Portals of entry into CNS
- direct
- hematogenous
- leukocyte trafficking
- retrograde axonal transport.
Direct entry into CNS
penetrating trauma through calvarium
extension of a middle or inner ear infection
extension of an infection in nasal cavity or sinus through cribiform plate (i.e. aspergillus- necrotic debris filling sinus can penetrate to brain)
extensing of nasal or sinus neoplasms through cribiform plate, e.g. nasal carcinomas
from osteomyelitis or neoplasia of vertebral bodies
benign or malignant neoplasms i.e. osteochondroma (multilobar tumour of skull)
-invasion of adjacent malignant neoplasms (e.g. malignant melanoma in paravertebral LN of horse)
Hematogenous
blood stream is most common portal of entry
Neonates: bacteria can enter via umbilical vein or veins following surgical procedures e.g. castration
-capillary beds of meninges, neuropil (brain parenchyma), choroid plexus
meningitis= inflammation of leptomeninges (arachnoid and pia mater)
-bacteria e.g. e coli and strep species
usually hematogenous but can be by direct extension or leukocyte trafficking
systemic bacterial infections are a common cause in neonates.
hematogenous spread to brain in adult animals
sites of chronic inflammation i.e. chronic periodontal disease/chronic tonsilitis are sustained sources of bacteria that can enter venous system and spread to brain.
Abscesses, bacterial skin diseae, ear infections, endocarditis: abscesses usually arise in grey matter as it receives a disproportionate amount of blood flow in CNS
preferentially, they form at grey-white matter junction- blood flow there allows bacteria to attach and move through BBB
Abscesses disrupt and destory tissue and are space occupying- can have single or multiple abscesses.
Nasal/sinus infection spread to brain
can spread intracranially via veins (not just by direct extension). this occurs particularly in cattle: pasturella multocida and actinomyces (truperella) pyogenes.
In horses, strep. equi (strangles) can cause brain abscesses–> spread via bloodstream from lymphoid tissues.
TEME in cattle
thrombotic meningoencephalitis (TEME)= inflammation of meninges and brain
caused by histophilus somni (formerly hemophilus somnus), pasturella bacteria
Bacteremia following replication in resp tract- bacteria localize in BVs of the brain and other organs.

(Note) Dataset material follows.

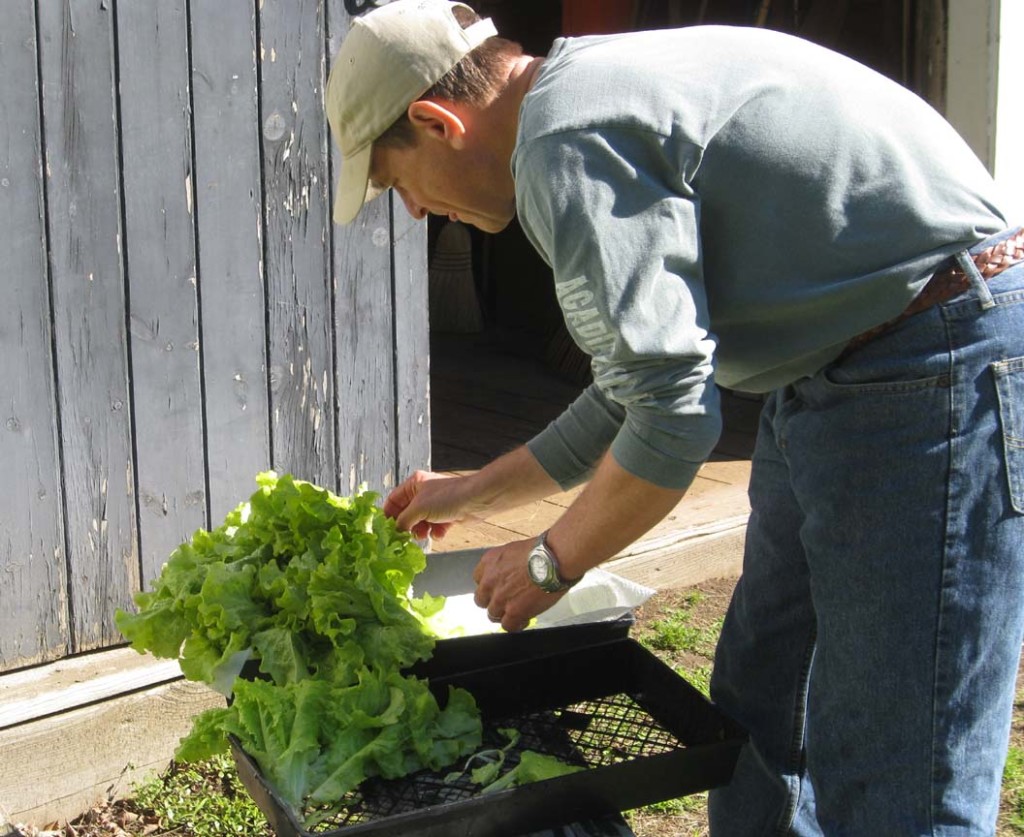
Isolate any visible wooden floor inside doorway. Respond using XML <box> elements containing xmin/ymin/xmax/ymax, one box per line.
<box><xmin>430</xmin><ymin>332</ymin><xmax>761</xmax><ymax>589</ymax></box>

Adhere to endothelial cells, leads to vasculitis, hemorrhage and local thrombosis- seen at grey-white matter junction.
Viral hematogenous spread to brain
equine herpesvirus-1 (sometimes 4) can cause vasculitis, infarcts in spinal cord–> transferred to endothelial cells through leukocyte trafficking
eastern, western and venezuelan equine encephalomyelitis: replicate in endothelium first (vasculitis and thrombosis), infect and kill neurons.
feline infectious peritonitis (coronavirus): causes pyogranulomatous vasculitis–> surface associated meninges, periventricular white matter, eye (uvea, retina, optic nerve).
lymphocyte cuffing around BVs indicate VIRAL infection- pathognomonic lesion.